HALLEMA, Anne (1893-1973)

Hallema, Anne, historisch publicist (Tzum, gem. Franekeradeel 8-9-1893 - Breda 23-2-1973). Zoon van Jan (Ruurds) Hallema, gardenier, en Aafke van Dijk. Gehuwd op 15-5-1915 met Aukje Miedema. Uit dit huwelijk werden 2 dochters geboren.

Hallema werd na de normaalschool opgeleid tot onderwijzer, maar hij heeft slechts kort voor de klas gestaan. De mobilisatie wegens het uitbreken van de Eerste Wereldoorlog onttrok hem aan zijn werkkring in de school te Franeker waar hij sinds 1912 fungeerde. Nadat hij in de jaren 1918 tot 1920 een mislukte poging had ondernomen een positie te verwerven in de handel in thee en tabak, aanvaardde hij in 1920 een betrekking bij het rijksopvoedingswezen. Hij was verbonden aan de Rijksopvoedingsgestichten te Leeuwarden, Alkmaar en Harderwijk. Vanaf 1922 was hij onderwijzer aan de Tuchtschool voor jongens te Ginneken (later 'groepsleider' aan de Rijksinrichting voor jongens den Hey-acker). Hallema heeft zich consciëntieus en met liefde van deze ambtelijke taak gekweten.

Hoewel van hervormden huize, wist hij zich in het Noordbrabantse, en meer speciaal in het Bredase, milieu vrienden te maken. Politiek geëngageerd was Hallema nauwelijks. In de jaren dertig was hij lid van de Liberale Staatspartij en na de Tweede Wereldoorlog korte tijd van de Partij van de Arbeid. Hij werd gekozen als lid van de tijdelijke gemeenteraad van Breda (oktober 1945 tot augustus 1946). In het openbare leven trad hij weinig op de voorgrond. Voor de lokale geschiedbeoefening van Breda is zijn steun belangrijk geweest bij de oprichting van de Geschied- en Oudheidkundige Kring van Stad en Land van Breda "De Oranjeboom" (1948). Jarenlang had hij zitting in de redactie van het door de kring uitgegeven Jaarboek.

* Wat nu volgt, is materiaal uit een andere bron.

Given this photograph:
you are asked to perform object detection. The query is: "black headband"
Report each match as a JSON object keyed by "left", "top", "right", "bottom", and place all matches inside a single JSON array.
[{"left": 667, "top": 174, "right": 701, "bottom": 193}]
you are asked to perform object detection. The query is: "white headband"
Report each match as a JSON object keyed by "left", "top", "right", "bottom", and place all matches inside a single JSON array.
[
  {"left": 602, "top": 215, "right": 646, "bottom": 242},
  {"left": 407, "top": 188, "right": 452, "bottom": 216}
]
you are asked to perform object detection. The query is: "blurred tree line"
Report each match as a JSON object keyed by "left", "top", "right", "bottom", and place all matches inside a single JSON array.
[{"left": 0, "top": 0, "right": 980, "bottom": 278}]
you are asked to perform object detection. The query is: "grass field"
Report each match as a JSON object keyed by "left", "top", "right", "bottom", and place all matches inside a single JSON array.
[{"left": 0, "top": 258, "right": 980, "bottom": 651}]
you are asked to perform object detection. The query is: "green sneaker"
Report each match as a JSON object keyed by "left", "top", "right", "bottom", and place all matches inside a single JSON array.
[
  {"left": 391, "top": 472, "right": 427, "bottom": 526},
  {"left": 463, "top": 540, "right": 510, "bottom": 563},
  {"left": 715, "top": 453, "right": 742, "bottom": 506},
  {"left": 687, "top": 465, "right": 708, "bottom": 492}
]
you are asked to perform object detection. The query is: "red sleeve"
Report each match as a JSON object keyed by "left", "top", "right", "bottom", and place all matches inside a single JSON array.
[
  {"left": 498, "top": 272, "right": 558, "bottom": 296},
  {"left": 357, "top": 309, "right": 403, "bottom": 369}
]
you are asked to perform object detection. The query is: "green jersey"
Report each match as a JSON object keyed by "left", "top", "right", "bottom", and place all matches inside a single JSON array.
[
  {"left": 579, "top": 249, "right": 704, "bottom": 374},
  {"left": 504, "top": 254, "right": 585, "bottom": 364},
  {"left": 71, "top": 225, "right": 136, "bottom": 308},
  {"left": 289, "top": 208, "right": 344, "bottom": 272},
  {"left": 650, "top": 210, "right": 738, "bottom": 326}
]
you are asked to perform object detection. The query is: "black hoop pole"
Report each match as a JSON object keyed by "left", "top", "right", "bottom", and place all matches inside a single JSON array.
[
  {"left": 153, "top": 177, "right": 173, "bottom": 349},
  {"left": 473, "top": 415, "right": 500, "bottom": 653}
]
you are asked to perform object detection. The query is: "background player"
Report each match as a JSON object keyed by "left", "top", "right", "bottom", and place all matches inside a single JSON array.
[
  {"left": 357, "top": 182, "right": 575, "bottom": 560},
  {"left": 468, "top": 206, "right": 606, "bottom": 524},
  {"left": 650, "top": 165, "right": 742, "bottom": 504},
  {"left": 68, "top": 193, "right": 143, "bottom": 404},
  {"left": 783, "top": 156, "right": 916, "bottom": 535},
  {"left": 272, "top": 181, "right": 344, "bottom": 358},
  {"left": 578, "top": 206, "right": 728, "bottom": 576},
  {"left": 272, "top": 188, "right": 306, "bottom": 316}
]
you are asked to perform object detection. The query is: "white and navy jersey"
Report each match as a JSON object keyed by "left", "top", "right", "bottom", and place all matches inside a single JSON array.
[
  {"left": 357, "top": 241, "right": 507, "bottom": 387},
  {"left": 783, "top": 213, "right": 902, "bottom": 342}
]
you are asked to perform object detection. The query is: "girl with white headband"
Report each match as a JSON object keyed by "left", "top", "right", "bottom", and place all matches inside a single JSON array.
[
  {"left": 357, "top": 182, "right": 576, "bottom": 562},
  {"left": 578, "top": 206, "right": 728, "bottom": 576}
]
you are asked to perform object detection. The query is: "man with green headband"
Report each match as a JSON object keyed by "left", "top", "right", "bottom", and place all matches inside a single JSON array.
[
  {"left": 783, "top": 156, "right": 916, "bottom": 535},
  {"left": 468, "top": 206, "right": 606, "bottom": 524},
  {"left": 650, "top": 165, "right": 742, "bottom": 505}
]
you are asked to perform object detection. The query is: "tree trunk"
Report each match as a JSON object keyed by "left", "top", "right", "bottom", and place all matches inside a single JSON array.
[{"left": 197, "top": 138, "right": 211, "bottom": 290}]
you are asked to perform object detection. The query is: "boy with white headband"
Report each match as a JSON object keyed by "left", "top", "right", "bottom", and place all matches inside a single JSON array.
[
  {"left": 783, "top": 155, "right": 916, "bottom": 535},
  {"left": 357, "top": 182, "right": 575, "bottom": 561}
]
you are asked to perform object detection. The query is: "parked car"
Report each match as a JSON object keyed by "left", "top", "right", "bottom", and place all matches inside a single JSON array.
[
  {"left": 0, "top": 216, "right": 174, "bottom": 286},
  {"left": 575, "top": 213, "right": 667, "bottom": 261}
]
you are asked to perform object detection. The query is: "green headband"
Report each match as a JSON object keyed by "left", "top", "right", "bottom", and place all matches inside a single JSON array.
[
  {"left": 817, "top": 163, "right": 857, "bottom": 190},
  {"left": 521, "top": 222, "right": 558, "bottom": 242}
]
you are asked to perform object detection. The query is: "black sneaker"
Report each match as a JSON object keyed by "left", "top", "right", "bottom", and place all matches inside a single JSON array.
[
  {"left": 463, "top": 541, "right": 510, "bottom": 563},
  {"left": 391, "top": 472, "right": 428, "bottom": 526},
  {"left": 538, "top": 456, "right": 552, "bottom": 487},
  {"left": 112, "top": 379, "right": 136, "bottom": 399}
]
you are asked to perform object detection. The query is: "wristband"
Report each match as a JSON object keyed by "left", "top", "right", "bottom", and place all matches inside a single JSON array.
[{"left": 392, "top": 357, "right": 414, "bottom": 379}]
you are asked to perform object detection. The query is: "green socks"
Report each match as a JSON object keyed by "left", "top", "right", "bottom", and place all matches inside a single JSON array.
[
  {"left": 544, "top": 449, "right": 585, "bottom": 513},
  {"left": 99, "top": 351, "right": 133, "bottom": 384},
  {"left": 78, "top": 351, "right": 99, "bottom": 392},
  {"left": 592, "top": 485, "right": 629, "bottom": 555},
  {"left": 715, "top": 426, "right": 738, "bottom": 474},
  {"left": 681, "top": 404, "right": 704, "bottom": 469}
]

Eén grote passie heeft het leven van Hallema, die geen oratorische gave bezat, zeker beheerst: geschiedvorsing en geschiedschrijving. Hoewel hij autoditact was, heeft hij op historisch terrein een respectabel niveau bereikt. De omvang van zijn publicistische arbeid - sinds 1917 - is verbluffend: bijna veertig boeken en brochures, vele honderden artikelen in vak- en populaire bladen, en duizenden kranteartikelen. Enkele thema's hadden Hallema's voorliefde: het kind, strafrecht en gevangeniswezen, het Huis van Oranje, ambacht en nijverheid. Speurzin, onderscheidingsvermogen, werklust en een welversneden pen hebben het Hallema mogelijk gemaakt een oeuvre op te bouwen dat qua omvang singulier is: boeken over kinderspelen, weeshuizen, bierbrouwerij; biografieën over Amalia van Solms [1940], koning Willem II (1949), admiraal Tromp [1941] en Hugo de Groot (1942), maar ook over de koopman-industrieel J.P. van Rossum (1947); lokale studies over de politie en de gevangenis in vroeger dagen, maar ook over scholen, onderwijs en kerkelijk leven.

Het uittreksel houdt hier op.